John, for all I know you may be correct. Certainly with as few readers as I have for this blog, I should not risk alienating any. Let me explain where I was coming from when I wrote those bits.

Wrong on two levels
The Patrick Henry post was aiming for bigger game than debunking a spurious quote from one Founder, the idea was to set out a procedure for fact-checking internet quotes. Near the end of the piece I wrote that "I could have performed this exercise with hundreds of other "quotes" from the Founders that you see plastered on bumper stickers and misspelled on Tea Party signs," my only mention of that grass-roots Koch brothers run political
group. Col. Unimpressed protests that the Tea Partiers are not "unique or even unusual in misquoting ... the Founders."

Actually, they are. In fact there is a whole, award-winning book by Jill Lepore devoted to the Tea Party misinterpretation of the American Revolution. Or just Google about for Tea Party "quotes" pages and fact check them. Here is the first one I found. I checked the first five--four of them are made up.

I have never in my life heard anyone claim that the Constitution contained the phrase "separation of church and state" (though it certainly does establish that principle, and the phrase is an actual quote from Jefferson) or a "Good and Plenty clause." The left has its wackaloons, to be sure, but fabricating "quotes" from the Founders is a right-wing phenomena.
Founders edition

As for the other charge, of elitism and snobbery against the heartland, I don't think that is particularly valid. My post discouraging students to try to become history professors was not to save them from the imagined indignity of living in the Midwest, a place I happily called home for a dozen years while teaching at Missouri Southern State University in Joplin. I pointed out that there are no jobs, that a PhD can take ten years, that there are enormous opportunity costs in starting your career a decade after your peers, that a PhD in history can leave a person prepared to do little outside of academia, and that the pay for professors is terrible.

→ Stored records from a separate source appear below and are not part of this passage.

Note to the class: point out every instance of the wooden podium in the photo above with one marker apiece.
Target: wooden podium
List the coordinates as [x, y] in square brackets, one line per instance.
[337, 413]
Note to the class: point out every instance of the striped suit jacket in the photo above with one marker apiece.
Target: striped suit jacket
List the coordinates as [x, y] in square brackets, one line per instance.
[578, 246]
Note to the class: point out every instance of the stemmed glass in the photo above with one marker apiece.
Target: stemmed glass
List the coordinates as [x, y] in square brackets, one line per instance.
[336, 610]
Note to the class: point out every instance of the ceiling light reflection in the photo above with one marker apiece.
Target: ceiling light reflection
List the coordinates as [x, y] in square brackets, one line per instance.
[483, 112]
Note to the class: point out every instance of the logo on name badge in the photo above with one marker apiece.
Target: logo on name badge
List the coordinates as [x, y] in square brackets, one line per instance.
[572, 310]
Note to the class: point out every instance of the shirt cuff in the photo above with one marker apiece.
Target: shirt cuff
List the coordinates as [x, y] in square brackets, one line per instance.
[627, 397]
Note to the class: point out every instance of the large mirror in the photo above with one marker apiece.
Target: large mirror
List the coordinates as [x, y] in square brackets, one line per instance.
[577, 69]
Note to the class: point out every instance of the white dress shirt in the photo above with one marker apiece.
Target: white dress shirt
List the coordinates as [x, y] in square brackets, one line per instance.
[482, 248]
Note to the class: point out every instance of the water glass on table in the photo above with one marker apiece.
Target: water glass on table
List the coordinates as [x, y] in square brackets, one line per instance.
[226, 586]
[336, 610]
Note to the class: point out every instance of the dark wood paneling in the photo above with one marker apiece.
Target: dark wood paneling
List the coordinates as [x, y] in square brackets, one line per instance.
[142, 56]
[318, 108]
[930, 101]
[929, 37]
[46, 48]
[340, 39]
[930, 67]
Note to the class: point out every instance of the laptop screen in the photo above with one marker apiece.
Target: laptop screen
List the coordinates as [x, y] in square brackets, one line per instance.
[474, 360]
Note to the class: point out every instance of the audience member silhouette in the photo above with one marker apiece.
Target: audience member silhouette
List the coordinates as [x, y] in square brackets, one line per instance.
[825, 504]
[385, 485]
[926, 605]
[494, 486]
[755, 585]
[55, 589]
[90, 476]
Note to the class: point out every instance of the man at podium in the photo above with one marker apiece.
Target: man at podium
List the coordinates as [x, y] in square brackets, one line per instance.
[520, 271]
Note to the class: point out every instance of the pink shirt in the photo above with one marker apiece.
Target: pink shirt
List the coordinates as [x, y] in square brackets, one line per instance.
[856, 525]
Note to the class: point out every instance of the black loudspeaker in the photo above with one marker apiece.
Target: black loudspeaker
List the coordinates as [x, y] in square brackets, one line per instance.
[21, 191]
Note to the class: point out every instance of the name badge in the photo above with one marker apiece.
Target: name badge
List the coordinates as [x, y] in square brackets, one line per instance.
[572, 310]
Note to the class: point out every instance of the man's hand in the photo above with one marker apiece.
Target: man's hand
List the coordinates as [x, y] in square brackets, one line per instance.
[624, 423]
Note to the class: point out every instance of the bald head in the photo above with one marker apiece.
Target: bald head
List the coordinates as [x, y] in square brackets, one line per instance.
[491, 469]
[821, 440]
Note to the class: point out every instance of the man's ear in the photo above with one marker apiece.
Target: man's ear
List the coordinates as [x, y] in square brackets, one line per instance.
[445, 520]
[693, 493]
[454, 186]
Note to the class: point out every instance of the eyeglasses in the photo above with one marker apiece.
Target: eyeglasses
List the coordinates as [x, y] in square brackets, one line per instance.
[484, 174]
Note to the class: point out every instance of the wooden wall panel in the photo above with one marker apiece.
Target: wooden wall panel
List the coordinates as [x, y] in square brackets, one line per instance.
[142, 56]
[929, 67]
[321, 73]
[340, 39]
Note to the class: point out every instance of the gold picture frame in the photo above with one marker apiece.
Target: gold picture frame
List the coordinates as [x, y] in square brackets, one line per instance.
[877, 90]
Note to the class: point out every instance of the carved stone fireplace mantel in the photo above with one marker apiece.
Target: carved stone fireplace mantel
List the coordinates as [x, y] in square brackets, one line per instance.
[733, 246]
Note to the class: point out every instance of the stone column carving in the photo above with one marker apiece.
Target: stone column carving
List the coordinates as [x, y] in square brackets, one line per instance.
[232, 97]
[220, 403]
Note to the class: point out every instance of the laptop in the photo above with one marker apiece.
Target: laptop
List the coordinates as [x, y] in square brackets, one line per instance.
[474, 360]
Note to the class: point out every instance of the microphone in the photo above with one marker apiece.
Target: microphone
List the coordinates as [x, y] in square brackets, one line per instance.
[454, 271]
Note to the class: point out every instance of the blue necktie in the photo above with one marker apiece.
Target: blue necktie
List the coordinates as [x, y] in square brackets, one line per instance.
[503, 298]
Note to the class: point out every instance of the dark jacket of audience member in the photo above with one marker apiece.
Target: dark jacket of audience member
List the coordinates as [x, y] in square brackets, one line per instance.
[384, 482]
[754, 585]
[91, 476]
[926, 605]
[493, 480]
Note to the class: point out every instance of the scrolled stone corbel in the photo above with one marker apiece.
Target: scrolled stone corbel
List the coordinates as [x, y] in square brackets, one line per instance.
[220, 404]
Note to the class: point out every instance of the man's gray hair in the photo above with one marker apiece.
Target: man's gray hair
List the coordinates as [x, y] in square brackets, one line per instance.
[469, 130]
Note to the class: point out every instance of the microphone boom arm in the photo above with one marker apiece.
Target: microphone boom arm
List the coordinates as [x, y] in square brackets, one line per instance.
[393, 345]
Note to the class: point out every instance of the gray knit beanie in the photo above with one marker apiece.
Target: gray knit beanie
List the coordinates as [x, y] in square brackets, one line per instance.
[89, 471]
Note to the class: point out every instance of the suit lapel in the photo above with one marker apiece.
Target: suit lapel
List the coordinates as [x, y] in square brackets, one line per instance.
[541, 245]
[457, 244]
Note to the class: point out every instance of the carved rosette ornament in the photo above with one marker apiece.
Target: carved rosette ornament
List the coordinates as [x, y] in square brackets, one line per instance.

I also wanted to point out that having any chance at all for a tenure track job necessitates being willing to take a job anywhere at all. So I wrapped up my arguments with this line:

"Frankie! Seen a tenure-track job in here?"
"If you go on for a PhD, instead you will find yourself with student loan payments equivalent of a home mortgage but no home (and no equity), no retirement savings, and banking on the thin chance of landing a job in some part of the country usually seen on
American Pickers."

Dear Readers, I submit that a piece of writing as fine as that requires no further defense.